La oposición cuestionó un planteo del oficialismo para reemplazar la figura del estudio de impacto ambiental a cargo de una universidad pública por una declaración jurada que, según dicen los ambientalistas, "facilitaría el marco jurídico para los desmontes".
También, la agrupación Greenpeace advirtió que esos cambios permitirían una "licencia para desmontar, lo cual implica la destrucción de nuestros últimos bosques nativos y el desalojo de cientos de comunidades campesinas e indígenas en todo el país" y atribuyó esas modificaciones al "lobby sojero que no quiere ningún obstáculo para ampliar indiscriminadamente sus beneficios".
Al defender la norma, en la sesión del miércoles pasado, Bonasso -titular de la comisión de Recursos Naturales de la cámara baja- había llamado la atención acerca de la urgencia de detener la caída de un árbol nativo cada segundo en la Argentina o la extinción de 4.800 hectáreas bosques por semana.
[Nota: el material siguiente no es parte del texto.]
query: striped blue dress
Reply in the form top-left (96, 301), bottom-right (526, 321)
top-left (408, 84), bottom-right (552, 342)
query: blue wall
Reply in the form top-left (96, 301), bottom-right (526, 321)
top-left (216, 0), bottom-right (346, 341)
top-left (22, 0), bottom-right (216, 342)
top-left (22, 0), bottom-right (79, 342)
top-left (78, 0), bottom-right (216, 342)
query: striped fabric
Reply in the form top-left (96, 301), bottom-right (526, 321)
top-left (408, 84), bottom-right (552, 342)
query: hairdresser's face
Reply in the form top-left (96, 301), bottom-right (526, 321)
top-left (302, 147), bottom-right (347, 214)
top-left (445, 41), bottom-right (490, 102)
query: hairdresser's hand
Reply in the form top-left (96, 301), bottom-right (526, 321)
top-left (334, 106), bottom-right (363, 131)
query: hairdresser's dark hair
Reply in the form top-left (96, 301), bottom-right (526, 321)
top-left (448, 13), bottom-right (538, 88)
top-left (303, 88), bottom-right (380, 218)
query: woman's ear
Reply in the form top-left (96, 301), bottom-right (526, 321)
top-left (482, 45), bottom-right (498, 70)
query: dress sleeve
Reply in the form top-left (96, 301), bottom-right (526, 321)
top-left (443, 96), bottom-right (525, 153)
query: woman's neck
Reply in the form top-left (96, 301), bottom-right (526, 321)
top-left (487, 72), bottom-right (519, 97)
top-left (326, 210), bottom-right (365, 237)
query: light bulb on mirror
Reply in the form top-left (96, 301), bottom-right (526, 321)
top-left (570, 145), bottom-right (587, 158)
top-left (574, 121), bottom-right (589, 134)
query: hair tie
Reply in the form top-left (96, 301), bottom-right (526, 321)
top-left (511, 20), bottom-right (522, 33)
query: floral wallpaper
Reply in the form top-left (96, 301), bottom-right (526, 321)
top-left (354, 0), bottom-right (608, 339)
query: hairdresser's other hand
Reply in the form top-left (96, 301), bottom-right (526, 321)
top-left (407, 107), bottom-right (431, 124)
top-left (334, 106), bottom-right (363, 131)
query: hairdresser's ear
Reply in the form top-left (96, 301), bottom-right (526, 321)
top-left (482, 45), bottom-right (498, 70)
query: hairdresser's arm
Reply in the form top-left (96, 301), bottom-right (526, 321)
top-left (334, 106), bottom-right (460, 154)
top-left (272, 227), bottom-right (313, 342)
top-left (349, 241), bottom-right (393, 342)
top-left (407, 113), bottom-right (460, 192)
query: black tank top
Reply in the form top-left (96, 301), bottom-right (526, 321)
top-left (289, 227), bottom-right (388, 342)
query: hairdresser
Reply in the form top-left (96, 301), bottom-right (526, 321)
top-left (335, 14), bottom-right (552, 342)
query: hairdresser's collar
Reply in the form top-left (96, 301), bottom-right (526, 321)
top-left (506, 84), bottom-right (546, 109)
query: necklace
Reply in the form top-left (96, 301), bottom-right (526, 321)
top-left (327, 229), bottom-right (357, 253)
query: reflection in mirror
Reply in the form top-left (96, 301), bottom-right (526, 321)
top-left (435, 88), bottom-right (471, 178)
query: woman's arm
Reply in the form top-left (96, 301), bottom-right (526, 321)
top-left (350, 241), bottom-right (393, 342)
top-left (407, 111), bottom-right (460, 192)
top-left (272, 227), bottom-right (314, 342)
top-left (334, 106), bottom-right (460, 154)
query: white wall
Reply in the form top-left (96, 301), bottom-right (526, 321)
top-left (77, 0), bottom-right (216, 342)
El texto prohíbe la tala de bosques nativos que sirven de hábitat a pueblos originarios, si es que éstos no prestan un consentimiento expreso por escrito.
Tampoco podrán talarse árboles pertenecientes a bosques en los cuales viven animales cuyas especies se encuentran en peligro de extinción.
El proyecto no prohíbe totalmente el derribamiento de árboles pero lo regula y establece penalidades para quienes continúen con la tala indiscriminada, en muchos casos vinculada a la obtención de áreas cultivables para la producción de soja.